MIME-Version: 1.0
References: <20220108164617.3130175-1-jaegeuk@kernel.org> <YdvoxkAAquI17UbX@infradead.org>
 <a23a3226-95d9-9835-c1c7-2d13f4a1ee16@redhat.com> <CAEe=SxnWeK0pSfijPKJSTxBiMgD1Ev69fV3qSTCgWASk0b3vhA@mail.gmail.com>
 <9efbbcb7-29cd-a8ab-0632-01986edc862f@redhat.com>
In-Reply-To: <9efbbcb7-29cd-a8ab-0632-01986edc862f@redhat.com>
From:   Tim Murray <timmurray@google.com>
Date:   Mon, 10 Jan 2022 22:53:16 -0800
Message-ID: <CAEe=Sx=C8e7=A6ziy8dYC+FvkWvVYZ+o=XMCP_4vX0efsUPT4Q@mail.gmail.com>
Subject: Re: [PATCH] f2fs: move f2fs to use reader-unfair rwsems
To:     Waiman Long <longman@redhat.com>
Cc:     Christoph Hellwig <hch@infradead.org>,
        Jaegeuk Kim <jaegeuk@kernel.org>,
        LKML <linux-kernel@vger.kernel.org>,
        linux-f2fs-devel@lists.sourceforge.net,
        Peter Zijlstra <peterz@infradead.org>,
        Ingo Molnar <mingo@redhat.com>, Will Deacon <will@kernel.org>,
        Boqun Feng <boqun.feng@gmail.com>
Content-Type: text/plain; charset="UTF-8"
Precedence: bulk

On Mon, Jan 10, 2022 at 8:15 PM Waiman Long <longman@redhat.com> wrote:
> That is not how rwsem works. A reader which fails to get the lock
> because it is write-locked will remove its reader count before going to
> sleep. So the reader count will be zero eventually. Of course, there is
> a short period of time where the reader count will be non-zero until the
> reader removes its own reader count. So if a new writer comes in at that
> time, it will fail its initial trylock and probably go to optimistic
> spinning mode. If the writer that owns the lock release it at the right
> moment, the reader may acquire the read lock.

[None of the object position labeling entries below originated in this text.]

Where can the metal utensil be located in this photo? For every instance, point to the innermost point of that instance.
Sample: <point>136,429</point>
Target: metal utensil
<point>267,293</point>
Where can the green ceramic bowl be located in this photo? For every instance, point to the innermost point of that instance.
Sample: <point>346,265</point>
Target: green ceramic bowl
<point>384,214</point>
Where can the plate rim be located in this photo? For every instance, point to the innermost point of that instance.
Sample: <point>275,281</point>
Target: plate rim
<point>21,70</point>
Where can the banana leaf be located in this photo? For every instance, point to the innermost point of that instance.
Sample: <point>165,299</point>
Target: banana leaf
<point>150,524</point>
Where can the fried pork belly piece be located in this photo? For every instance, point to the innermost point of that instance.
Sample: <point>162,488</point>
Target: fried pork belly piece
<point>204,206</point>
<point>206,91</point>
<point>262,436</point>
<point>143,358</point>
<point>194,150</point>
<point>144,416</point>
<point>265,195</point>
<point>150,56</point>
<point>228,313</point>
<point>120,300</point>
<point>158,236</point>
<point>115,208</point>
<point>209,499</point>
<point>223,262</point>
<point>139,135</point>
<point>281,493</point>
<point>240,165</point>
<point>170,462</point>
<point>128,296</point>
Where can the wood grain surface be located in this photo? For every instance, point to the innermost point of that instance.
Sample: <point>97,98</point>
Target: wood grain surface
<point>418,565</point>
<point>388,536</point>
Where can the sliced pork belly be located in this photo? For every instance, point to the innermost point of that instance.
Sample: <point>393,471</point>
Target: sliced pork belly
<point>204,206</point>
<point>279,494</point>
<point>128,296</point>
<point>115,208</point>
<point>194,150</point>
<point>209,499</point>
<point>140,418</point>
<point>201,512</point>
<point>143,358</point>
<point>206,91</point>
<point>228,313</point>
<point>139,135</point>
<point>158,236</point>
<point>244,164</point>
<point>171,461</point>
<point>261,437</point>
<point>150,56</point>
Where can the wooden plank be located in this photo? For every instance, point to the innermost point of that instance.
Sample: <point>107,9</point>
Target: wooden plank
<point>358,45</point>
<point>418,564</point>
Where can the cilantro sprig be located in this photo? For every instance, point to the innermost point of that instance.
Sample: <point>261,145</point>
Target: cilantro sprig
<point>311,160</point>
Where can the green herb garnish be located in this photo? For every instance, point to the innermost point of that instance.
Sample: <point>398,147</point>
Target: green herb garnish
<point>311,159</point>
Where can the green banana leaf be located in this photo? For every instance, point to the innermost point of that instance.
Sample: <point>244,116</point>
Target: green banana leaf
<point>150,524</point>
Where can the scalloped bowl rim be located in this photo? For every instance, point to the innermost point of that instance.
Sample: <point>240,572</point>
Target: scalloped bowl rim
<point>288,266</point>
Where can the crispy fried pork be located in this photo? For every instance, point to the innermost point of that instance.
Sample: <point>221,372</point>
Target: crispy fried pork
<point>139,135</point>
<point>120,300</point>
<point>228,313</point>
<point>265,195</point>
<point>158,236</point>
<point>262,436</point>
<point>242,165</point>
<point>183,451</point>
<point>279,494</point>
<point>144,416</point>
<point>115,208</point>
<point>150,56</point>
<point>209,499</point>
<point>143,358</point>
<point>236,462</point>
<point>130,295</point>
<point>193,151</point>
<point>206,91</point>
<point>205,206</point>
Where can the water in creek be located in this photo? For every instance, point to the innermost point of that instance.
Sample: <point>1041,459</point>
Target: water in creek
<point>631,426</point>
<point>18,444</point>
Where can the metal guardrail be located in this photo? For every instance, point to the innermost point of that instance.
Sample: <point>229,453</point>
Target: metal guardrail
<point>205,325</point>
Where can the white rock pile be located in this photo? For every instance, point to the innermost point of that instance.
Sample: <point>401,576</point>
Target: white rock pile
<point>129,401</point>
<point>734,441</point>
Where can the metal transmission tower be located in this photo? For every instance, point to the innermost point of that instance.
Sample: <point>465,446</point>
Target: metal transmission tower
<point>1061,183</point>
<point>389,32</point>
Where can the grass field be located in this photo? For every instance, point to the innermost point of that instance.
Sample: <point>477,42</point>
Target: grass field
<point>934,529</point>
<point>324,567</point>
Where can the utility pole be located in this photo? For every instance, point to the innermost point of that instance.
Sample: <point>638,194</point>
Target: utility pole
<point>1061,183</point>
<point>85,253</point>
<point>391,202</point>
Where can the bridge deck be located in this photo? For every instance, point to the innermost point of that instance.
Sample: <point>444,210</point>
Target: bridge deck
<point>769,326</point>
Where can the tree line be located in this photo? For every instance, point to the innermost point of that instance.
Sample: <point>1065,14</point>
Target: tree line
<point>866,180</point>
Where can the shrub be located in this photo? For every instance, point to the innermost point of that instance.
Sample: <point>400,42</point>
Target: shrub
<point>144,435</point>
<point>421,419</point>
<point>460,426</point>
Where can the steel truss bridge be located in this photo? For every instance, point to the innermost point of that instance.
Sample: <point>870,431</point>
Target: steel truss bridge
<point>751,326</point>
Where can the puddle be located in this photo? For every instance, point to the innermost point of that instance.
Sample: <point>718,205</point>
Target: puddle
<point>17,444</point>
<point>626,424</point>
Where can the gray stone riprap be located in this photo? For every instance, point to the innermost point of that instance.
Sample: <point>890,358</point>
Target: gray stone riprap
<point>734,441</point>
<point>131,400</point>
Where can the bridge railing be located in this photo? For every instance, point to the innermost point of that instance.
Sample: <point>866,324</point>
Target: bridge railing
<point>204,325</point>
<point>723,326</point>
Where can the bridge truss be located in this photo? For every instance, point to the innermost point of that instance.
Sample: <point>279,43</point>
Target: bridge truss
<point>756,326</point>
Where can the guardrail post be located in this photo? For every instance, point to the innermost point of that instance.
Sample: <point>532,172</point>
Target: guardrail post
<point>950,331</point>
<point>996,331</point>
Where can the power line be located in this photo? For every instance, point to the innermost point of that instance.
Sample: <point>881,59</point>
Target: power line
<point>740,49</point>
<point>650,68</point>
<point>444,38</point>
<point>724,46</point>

Thanks for the correction, that makes sense. I haven't spent too much
time on rwsem internals and I'm not confident about when flags are set
and cleared in sem->count; is there a case where sem->count after
up_write() could be nonzero?

An example from one trace:

1. Low-priority userspace thread 4764 is blocked in f2fs_unlink,
probably at f2fs_lock_op, which is a wrapper around
down_read(cp_rwsem).
2. f2fs-ckpt runs at t=0ms and wakes thread 4764, making it runnable.
3. At t=1ms, f2fs-ckpt enters uninterruptible sleep and blocks at
rwsem_down_write_slowpath per sched_blocked_reason.
4. At t=26ms, thread 4764 runs for the first time since being made
runnable. Within 40us, thread 4764 unblocks f2fs-ckpt and makes it
runnable.

Since thread 4764 is awakened by f2fs-ckpt but never runs before it
unblocks f2fs-ckpt in down_write_slowpath(), the only idea I had is
that cp_rwsem->count is nonzero after f2fs-ckpt's up_write() in step 2
(maybe because of rwsem_mark_wake()?).

> I do have a question about the number of readers in such a case compared
> with the number of writers. Are there a large number of low priority
> hanging around? What is an average read lock hold time?
>
> Blocking for 9.7s for a write lock is quite excessive and we need to
> figure out how this happen.,

Just to be 100% clear, it's not a single 9.7s stall, it's many smaller
stalls of 10-500+ms in f2fs-ckpt that add up to 9.7s over that range.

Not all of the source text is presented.